あいにく、雨が強く降ってきてしまいました。拝殿にある大きなしめ縄も、湿気を吸ってさぞ重たいのではないかと思います。
ご祭神は伊邪那伎日真名子(いざなぎのひまなこ)と加夫呂伎熊野大神(かぶろぎくまのおおかみ)、そして櫛御気野命(くしみけぬのみこと)です。
「伊邪那伎日真名子」は国生みを始めて生きとし生けるものを生かし、その主宰の神をもお生みになられましたイザナギノミコト・イザナミノミコトの可愛がられる御子様です。
「加夫呂伎」とは祖なる神様であります。「熊野大神櫛御気野命」とは、この熊野に坐します尊い神の櫛御気野命という意で、素戔嗚尊(スサノオノミコト)の別神名でもあります。
スサノオノミコト様は八重垣神社でも書きましたが、八岐大蛇(やまたのおろち)を退治された神話に見られますように、人間社会を洪水の災害から救われて稲田の豊穣をもたらされ、人の世を和楽にみちびかれました。スサノオノミコト様は不思議な霊威をあらわして成りと成り出づるものが豊富であるようにと世の人々を導かれたのであります。
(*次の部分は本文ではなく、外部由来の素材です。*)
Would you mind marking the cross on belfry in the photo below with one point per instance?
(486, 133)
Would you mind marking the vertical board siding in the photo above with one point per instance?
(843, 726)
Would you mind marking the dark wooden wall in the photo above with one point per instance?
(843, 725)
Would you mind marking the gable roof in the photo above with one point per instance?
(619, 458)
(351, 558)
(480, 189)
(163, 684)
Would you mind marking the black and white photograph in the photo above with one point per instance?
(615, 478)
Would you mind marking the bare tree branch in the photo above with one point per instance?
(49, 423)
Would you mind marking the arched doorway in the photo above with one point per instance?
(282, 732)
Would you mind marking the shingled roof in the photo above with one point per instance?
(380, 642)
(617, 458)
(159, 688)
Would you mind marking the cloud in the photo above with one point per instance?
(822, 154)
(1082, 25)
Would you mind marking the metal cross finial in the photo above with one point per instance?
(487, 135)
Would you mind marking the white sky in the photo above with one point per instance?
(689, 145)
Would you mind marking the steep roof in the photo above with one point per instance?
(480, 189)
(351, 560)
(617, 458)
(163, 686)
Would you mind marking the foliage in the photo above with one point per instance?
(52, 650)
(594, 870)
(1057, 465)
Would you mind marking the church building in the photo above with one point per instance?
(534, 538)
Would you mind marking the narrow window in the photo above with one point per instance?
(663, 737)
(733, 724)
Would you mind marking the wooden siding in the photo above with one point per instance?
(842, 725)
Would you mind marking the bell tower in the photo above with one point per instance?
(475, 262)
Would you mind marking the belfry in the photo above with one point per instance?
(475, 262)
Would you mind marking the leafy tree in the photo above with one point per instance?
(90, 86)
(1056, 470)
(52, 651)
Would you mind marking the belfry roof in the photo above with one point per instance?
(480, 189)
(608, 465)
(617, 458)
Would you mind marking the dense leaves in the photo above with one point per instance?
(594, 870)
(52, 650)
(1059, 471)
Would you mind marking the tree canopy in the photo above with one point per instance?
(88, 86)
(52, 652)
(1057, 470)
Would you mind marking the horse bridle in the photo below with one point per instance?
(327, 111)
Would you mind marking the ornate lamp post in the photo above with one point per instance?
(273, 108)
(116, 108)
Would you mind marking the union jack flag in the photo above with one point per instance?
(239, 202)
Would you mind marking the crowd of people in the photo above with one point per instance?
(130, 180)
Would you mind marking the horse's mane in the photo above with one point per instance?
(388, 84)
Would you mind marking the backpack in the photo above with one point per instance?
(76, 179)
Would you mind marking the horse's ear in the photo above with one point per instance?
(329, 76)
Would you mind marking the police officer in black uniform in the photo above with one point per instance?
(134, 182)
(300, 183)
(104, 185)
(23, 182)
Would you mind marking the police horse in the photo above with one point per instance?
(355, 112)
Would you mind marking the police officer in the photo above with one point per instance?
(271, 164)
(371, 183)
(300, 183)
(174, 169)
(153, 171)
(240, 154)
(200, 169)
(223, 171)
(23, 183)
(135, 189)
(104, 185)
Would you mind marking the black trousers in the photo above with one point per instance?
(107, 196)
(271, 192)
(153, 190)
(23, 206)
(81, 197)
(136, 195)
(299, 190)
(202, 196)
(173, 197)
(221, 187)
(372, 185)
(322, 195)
これは、人間社会につきまとう人間であるが為逃れられない不安と苦悩を取除いて、人間の営む社会生活の繁栄と平和をもたらされたということを意味しています。
●スサノオノミコト様は人間の幸福を約束される愛の神
●スサノオノミコト様は人間の願望期待に応えられる救いの神
●スサノオノミコト様は身を犠牲にして他を救われる愛の神
●スサノオノミコト様は人の世の幸栄のムスビの神
拝殿の後方にあるご本殿は大社造りで。現存するご本殿の軸立は1948年で、1978年に檜皮葺きから銅板葺に改められ、同年に拝殿が建てられました。
境内には稲田神社、伊邪那美神社、荒神社、稲荷神社があるのですが、雨が強くて写真撮影は叶いませんでした。